Technology giants Alibaba and IBM are competing for first place in a new list that ranks global entities by the number of blockchain-related patents filed to date, published on August 31st by iPR Daily. iPR Daily, a specialized intellectual property medium, says it has consolidated data from China, the European Union, the United States, Japan, and South Korea, in addition to consulting the World Intellectual Property Organization’s (WIPO) International Patent System.
Alibaba of China has just sealed first place, having filed a total of 90 patent applications related to blockchain technology, while IBM has so far registered a total of 89. In third place is Mastercard, with 80 claims, followed by Bank of America, with 53.
IBM, for its part, has consistently expanded its participation in blockchain technology in various fields of this industry. It recently signed a $740 million, five-year agreement with the Australian government to use blockchain and other new technologies to improve data security and automation in federal departments, including defense and home affairs.

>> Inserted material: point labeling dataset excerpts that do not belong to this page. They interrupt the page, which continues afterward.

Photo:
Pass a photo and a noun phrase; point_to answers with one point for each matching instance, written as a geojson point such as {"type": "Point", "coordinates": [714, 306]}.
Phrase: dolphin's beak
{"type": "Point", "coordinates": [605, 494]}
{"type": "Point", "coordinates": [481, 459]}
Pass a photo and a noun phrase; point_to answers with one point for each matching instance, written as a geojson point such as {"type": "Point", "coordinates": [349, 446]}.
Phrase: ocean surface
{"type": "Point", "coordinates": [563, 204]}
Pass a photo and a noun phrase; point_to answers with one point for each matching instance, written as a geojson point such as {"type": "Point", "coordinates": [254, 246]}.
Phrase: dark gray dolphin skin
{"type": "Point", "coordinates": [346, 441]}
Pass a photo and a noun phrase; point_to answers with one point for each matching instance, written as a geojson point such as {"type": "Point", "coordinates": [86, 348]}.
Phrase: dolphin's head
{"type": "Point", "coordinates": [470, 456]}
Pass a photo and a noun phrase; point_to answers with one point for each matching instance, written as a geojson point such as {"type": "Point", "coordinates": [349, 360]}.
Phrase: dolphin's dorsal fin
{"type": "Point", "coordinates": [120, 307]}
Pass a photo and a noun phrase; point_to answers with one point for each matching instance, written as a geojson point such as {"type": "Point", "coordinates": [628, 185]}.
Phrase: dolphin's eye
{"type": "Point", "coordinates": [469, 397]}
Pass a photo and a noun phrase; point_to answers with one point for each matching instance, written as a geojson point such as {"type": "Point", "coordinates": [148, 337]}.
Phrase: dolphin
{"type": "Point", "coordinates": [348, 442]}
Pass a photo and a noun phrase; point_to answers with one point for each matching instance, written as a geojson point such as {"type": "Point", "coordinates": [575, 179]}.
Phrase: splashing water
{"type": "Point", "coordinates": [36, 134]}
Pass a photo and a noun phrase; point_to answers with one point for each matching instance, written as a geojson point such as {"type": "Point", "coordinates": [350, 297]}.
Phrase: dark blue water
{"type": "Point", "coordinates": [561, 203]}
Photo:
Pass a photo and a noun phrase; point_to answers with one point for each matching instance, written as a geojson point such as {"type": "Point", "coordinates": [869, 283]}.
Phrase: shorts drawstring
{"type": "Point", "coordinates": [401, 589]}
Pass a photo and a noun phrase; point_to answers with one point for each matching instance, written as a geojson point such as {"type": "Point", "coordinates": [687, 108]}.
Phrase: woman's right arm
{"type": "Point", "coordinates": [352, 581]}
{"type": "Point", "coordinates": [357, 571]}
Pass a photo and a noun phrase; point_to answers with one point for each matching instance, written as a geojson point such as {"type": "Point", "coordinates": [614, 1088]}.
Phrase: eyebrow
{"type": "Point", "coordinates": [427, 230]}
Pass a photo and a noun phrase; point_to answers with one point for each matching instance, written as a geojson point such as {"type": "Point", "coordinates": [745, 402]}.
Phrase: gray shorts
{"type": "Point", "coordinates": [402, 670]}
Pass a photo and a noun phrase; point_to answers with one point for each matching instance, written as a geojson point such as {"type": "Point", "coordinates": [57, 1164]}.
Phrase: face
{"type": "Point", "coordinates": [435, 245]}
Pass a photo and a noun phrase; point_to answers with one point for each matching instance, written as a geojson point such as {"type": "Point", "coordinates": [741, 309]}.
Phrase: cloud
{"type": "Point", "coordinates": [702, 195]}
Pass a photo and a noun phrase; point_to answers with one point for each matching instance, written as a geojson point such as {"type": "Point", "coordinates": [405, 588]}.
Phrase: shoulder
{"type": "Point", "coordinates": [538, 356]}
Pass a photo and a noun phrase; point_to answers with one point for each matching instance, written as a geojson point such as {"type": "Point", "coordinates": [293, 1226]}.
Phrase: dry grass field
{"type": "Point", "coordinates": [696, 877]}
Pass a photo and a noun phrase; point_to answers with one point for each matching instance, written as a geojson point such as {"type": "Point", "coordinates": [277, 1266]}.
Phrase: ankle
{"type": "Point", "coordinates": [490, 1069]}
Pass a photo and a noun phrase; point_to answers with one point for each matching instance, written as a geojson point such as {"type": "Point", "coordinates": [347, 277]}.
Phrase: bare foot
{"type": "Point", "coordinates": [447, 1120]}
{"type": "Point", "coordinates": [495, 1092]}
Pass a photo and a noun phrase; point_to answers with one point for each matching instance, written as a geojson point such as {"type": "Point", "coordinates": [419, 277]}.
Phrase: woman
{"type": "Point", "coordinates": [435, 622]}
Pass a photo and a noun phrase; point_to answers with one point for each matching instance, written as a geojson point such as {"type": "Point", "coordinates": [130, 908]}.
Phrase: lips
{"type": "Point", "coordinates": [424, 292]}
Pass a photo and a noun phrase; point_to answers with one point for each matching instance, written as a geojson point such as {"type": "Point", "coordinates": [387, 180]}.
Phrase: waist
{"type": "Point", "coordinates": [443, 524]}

China, despite its negative stance on cryptocurrencies, remains the world’s leader regarding the blockchain technology patents
The fifth on the new list is the Central Bank of China, the People’s Bank of China (PBoC), which has filed a total of 44 patent applications dedicated to blockchain technology projects, including its centralized digital currency.
As reported earlier this year, WIPO data previously indicated that the most significant number of patent applications for blockchain technology in 2017 came from China, which filed 225 patents that year, compared to 91 in the Americas, and 13 in Australia.
China’s adoption of the new blockchain technology is counterbalanced by an increasingly harsh stance against decentralized cryptocurrencies, which has intensified further in recent weeks. This divided position is reflected by Alibaba’s founder, Jack Ma, who has expressed his support for the blockchain technology, although he views crypto coins with skepticism.